De goudalg is eigenlijk een ‘roofdier’ dat zijn concurrent opeet: hij concurreert namelijk ook met zijn prooien om voedingsstoffen. Met experimenten konden de ecologen aantonen dat die combinatie zulke ‘roofdieren’ in staat stelt hun prooi veel sterker te onderdrukken. Maar tegen de voorspellingen in – “Daarom moet je zoiets altijd onderzoeken voordat je het meteen gaat toepassen,” aldus Van Donk – groeide in voedselrijk water juist de blauwalg beter dan de goudalg. De meest waarschijnlijke verklaring is dat de goudalgen elkaar teveel dwars zitten als er veel van zijn.

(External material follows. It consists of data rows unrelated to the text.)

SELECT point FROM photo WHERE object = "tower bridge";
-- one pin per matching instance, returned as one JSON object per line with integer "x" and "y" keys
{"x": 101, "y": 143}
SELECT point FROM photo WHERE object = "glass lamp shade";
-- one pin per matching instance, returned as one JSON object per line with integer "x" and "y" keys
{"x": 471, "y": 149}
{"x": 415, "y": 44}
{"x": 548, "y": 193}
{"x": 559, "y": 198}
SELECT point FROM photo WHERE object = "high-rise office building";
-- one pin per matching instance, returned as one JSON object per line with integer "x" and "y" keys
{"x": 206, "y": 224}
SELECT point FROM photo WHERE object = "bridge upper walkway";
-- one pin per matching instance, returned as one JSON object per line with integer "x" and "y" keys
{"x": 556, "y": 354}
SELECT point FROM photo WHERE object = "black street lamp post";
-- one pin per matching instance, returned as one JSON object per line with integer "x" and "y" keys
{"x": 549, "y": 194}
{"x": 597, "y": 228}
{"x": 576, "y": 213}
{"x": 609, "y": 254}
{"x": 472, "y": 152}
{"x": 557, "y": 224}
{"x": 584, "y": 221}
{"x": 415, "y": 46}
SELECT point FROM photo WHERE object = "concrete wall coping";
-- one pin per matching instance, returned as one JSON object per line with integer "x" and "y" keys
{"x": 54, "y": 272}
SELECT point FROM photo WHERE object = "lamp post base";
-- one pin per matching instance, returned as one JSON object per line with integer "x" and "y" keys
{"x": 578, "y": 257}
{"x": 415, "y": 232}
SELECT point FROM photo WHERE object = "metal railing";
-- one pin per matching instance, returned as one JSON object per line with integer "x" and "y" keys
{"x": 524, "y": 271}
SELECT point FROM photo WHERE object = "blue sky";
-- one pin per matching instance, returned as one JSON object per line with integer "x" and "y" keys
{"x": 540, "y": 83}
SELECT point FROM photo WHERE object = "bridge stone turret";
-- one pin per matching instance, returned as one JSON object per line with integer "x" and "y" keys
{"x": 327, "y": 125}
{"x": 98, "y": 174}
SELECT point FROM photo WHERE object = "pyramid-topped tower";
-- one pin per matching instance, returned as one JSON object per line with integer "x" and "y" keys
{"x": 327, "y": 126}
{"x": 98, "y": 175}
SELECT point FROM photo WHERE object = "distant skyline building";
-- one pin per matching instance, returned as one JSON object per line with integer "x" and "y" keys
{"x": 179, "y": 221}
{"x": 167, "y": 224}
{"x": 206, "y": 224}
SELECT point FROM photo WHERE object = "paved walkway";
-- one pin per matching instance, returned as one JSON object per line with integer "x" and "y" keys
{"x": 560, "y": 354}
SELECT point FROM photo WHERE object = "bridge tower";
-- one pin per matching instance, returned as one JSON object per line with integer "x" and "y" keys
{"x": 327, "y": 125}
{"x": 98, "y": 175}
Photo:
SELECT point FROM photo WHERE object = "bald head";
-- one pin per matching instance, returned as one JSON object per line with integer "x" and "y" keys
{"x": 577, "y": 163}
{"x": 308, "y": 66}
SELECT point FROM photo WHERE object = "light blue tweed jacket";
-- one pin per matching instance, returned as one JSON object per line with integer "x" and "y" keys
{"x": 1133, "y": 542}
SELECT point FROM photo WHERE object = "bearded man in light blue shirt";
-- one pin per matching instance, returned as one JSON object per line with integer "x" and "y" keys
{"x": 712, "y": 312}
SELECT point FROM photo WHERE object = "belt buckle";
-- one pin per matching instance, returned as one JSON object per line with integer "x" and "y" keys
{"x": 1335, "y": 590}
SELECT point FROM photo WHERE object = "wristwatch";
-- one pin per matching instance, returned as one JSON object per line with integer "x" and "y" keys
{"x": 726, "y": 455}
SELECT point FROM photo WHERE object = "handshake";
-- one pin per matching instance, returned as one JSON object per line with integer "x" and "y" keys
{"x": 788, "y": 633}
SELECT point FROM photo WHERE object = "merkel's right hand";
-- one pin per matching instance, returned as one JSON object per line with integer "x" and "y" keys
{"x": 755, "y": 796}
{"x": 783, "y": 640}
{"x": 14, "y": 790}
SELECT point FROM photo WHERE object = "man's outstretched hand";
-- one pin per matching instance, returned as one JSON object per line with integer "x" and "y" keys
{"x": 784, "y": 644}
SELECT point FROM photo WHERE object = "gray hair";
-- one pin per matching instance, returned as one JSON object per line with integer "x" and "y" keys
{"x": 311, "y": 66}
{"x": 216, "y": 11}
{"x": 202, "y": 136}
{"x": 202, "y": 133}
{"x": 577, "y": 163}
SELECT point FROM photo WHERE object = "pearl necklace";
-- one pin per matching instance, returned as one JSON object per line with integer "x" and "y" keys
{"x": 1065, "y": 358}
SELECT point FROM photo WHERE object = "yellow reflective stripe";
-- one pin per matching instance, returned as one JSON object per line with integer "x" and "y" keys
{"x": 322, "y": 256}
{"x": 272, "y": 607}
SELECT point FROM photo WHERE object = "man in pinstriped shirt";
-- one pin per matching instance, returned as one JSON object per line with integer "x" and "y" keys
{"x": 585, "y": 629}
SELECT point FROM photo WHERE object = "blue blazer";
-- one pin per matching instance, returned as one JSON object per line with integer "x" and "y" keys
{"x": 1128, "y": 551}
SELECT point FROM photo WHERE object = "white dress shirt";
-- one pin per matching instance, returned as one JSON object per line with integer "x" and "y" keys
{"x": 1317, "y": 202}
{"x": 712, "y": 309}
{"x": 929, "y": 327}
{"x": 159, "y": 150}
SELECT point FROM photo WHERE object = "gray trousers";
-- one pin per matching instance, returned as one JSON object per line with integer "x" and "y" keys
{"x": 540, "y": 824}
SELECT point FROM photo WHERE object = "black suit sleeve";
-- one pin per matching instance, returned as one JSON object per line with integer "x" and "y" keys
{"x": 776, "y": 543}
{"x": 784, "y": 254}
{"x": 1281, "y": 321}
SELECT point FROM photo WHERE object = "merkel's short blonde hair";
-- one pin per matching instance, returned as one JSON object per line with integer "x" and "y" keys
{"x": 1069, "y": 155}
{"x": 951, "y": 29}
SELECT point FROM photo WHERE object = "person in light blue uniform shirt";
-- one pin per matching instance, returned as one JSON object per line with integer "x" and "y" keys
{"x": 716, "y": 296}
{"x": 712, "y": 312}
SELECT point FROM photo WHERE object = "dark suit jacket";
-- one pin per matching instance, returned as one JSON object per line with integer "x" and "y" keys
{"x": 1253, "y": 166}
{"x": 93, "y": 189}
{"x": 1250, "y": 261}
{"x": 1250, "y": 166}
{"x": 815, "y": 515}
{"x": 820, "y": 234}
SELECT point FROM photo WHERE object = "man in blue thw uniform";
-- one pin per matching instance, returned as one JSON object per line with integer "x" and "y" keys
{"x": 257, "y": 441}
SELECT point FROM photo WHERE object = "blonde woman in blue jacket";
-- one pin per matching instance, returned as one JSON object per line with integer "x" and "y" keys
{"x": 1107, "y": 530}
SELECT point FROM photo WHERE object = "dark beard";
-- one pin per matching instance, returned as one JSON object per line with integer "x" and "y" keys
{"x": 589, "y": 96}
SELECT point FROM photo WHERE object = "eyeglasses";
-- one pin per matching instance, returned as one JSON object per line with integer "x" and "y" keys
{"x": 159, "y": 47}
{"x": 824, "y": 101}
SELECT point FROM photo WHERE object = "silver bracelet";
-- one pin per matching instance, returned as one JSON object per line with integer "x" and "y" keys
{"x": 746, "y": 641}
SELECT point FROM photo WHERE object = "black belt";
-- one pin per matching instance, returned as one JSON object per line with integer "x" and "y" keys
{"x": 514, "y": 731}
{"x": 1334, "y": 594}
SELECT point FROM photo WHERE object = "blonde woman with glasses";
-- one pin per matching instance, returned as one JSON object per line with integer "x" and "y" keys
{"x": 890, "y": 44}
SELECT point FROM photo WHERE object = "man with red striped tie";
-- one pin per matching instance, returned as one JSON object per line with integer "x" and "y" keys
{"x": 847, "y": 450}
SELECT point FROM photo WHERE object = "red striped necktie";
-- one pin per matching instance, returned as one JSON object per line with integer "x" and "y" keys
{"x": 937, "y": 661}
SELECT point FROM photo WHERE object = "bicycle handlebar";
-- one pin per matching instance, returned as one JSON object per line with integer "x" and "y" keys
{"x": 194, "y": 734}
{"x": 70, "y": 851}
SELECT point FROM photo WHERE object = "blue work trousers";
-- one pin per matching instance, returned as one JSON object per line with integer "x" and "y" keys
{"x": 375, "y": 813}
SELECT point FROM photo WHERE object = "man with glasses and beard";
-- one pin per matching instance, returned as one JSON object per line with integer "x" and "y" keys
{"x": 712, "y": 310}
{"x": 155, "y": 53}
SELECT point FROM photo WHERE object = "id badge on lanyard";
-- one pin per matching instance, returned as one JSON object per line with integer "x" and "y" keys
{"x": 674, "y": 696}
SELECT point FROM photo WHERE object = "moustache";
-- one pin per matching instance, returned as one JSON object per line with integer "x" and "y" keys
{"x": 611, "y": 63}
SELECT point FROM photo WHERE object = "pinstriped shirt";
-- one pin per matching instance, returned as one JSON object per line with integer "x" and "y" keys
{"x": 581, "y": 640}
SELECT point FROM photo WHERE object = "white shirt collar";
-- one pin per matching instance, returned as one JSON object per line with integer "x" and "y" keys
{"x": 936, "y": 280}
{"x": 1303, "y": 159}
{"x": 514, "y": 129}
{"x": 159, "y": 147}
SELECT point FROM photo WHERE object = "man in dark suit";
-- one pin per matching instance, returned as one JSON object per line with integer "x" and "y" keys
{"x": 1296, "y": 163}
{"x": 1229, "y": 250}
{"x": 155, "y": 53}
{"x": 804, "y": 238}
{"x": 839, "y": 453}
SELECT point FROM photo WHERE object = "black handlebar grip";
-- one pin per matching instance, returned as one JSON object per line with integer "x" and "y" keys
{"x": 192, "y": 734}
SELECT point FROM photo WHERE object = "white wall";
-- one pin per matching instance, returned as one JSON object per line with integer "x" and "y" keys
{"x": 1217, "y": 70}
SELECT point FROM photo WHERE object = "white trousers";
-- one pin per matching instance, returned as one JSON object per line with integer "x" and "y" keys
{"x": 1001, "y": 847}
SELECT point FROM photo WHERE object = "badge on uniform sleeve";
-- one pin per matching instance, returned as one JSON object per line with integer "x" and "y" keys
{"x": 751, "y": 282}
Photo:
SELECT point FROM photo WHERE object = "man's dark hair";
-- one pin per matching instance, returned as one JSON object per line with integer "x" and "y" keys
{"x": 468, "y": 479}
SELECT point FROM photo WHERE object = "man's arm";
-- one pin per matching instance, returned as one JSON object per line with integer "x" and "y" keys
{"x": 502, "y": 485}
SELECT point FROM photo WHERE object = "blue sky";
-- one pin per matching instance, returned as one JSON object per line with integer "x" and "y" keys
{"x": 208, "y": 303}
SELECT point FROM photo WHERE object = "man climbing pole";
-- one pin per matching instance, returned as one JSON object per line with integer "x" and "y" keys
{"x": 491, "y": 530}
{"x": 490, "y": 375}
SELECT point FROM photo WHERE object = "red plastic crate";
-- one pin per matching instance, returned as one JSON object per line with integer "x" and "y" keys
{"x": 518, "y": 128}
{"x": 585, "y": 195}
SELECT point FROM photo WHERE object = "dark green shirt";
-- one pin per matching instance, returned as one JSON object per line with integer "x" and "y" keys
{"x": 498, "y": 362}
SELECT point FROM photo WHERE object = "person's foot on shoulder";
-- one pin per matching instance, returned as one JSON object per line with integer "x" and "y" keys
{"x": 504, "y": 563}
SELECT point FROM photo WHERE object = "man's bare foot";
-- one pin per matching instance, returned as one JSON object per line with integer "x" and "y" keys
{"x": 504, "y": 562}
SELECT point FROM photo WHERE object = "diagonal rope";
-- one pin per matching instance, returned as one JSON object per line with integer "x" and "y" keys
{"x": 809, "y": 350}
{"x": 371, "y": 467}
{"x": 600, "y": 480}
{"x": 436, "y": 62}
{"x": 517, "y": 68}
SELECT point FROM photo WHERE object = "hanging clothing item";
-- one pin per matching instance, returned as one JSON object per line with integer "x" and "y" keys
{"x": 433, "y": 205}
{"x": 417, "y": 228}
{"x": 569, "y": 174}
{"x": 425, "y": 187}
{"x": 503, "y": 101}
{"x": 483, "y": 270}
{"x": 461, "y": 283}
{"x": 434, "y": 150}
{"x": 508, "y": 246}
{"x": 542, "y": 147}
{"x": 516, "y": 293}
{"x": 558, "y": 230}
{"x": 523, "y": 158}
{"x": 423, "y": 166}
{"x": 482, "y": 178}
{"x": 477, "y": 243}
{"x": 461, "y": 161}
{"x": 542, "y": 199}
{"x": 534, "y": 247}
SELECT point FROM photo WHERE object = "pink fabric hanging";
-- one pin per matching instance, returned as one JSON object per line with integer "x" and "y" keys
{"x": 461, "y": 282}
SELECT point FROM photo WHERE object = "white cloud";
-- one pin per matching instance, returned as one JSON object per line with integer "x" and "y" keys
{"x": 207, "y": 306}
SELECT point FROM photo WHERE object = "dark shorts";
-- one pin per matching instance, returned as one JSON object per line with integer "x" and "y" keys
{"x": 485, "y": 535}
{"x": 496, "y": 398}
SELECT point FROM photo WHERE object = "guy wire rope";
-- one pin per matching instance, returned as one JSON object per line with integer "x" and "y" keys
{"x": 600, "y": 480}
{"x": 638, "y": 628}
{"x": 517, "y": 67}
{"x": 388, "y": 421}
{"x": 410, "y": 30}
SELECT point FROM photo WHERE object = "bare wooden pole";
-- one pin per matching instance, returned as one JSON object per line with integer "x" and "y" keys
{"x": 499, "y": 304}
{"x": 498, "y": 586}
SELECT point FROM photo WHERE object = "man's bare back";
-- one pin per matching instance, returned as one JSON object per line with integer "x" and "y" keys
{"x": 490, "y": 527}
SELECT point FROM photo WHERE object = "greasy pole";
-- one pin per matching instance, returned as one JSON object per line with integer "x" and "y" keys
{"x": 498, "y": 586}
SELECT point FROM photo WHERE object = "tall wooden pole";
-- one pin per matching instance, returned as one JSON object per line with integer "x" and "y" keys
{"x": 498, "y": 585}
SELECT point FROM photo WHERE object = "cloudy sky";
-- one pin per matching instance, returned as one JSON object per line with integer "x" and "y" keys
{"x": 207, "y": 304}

Hoewel de goudalg in laboratoriumexperimenten giftige blauwalgen krachtig kan onderdrukken, lijkt het onwaarschijnlijk dat hij hun groei in natuurlijke wateren volledig kan controleren. Vooral in voedselrijke gebieden. Een praktische hulp voor blauwalgbestrijding lijkt de goudalg dus niet zomaar overal te kunnen bieden, maar in bijvoorbeeld de veel voedselarmere meren van Scandinavië kunnen blauwalgen wellicht wel tijdig opgeruimd worden.